Even when awareness programs reach rural areas, there is a tendency to look at the issues through an urban lens and communicate in a language that is not familiar to them, Hedge points out.
It’s not warnings about global warming of 1.5°C or photos of polar bears on melting glaciers that people in villages connect with. They look at it as livelihoods; droughts, migration, and flooding that directly affect their food and shelter needs. Even in villages, it’s women who feel the most impact as they bear a disproportionate responsibility for arranging food and water.
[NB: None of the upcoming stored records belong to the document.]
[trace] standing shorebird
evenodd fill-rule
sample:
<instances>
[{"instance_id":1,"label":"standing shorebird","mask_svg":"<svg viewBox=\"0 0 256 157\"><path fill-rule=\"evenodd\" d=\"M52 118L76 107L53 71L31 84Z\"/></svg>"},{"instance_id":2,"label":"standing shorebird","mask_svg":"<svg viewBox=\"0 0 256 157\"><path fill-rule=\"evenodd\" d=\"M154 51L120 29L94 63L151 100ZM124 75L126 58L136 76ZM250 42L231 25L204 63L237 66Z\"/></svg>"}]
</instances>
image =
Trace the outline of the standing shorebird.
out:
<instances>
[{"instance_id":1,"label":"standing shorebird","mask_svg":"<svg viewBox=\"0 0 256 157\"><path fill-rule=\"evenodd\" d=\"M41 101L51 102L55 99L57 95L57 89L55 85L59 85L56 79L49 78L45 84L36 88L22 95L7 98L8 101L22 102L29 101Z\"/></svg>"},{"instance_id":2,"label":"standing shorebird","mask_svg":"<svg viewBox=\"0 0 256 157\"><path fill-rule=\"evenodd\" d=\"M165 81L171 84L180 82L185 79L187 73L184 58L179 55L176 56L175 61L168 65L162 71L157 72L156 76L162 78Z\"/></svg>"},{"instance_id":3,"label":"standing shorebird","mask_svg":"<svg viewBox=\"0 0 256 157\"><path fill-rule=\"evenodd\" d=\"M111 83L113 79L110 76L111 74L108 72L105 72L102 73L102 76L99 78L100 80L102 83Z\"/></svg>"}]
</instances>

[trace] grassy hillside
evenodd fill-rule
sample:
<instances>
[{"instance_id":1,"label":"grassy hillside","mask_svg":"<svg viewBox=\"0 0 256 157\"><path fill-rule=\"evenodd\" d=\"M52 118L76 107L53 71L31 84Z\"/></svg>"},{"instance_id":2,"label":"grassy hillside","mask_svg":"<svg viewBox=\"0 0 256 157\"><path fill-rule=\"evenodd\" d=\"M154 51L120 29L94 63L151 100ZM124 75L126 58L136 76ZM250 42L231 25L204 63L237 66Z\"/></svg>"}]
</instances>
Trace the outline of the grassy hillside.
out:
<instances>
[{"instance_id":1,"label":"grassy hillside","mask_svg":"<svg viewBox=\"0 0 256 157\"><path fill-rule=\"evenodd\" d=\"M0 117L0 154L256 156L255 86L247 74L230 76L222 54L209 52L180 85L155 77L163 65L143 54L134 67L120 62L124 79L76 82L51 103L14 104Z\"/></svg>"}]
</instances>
“I work with women in coastal regions who know now there is an equal amount of plastic and fish in the ocean. It’s their cooperatives that sell the fish so they are aware of climate change’s effect on the quality and quantity. The first step is to understand what awareness can also look like. Then comes their involvement in climate mitigation efforts. Equipping them with skills that generate income while also helping the environment should be the focus,” Hegde says.
Divya Hegde, co-founder of Baeru.
(Women Climate Collective)
For instance, through Baeru, her waste management initiative based in coastal Karnataka, Hegde teaches women collection, segregation, upcycling and recycling of ocean waste that also bolsters their income. They also raise awareness about the circular economy by linking awareness campaigns to people’s roots. For instance, as grandmothers often reuse clothes as mops or carry a mud pot to the fish market instead of using plastic bags, Hegde ran a campaign, Listen to Nim Ajji (Listen to your grandmother). Awareness and action are also about involving women by speaking in their language.
It’s this active participation of women in climate action that another WCC-associated climate activist Varsha Raikwar, who lives in the Niwari district of Bundelkhand, has also been emphasising.
Raikwar has been working as a radio jockey at Radio Bundelkhand 90.4 since 2017, where she runs a program, Shubh Kal, focused on climate change awareness in villages. With more than five lakh listeners from 150 villages around Bundelkhand, Raikwar has been harnessing the power of the community to drive change in the villages in and around Bundelkhand. From reporting on the effects of climate change on various aspects of daily life such as women’s health, to talking to groups of women about rainwater harvesting and kitchen gardening, Raikwar’s focus is often the women in the villages.
“They have seen lakes drying up, pollution from nearby factories, and how low crop yield affects their livelihoods. What they need is for someone to sit and tell them what they can do. They are not included in gram sabhas and they often don’t even know it’s happening. Their absence is forced. But without the women, who are the centre of families in our society, how can climate action be properly implemented?” Raikwar says.
One of the primary ways of exclusion, from gram sabhas and panchayats, has to become a way of inclusion. It’s through inclusion in politics and policymaking that women’s voices can be heard in decision-making, Hegde says. It’s important to involve women in the intersection of climate adaptation, mitigation and resilience. Involving more women in addressing the political roots of exclusion is an important way forward.
Both Raikwar and Hedge emphasise that the narrative around rural women needs to change. Instead of clubbing them together with children and labelling them as vulnerable groups, it’s important to see them as a separate group of allies whose knowledge and skills are pivotal to climate action initiatives.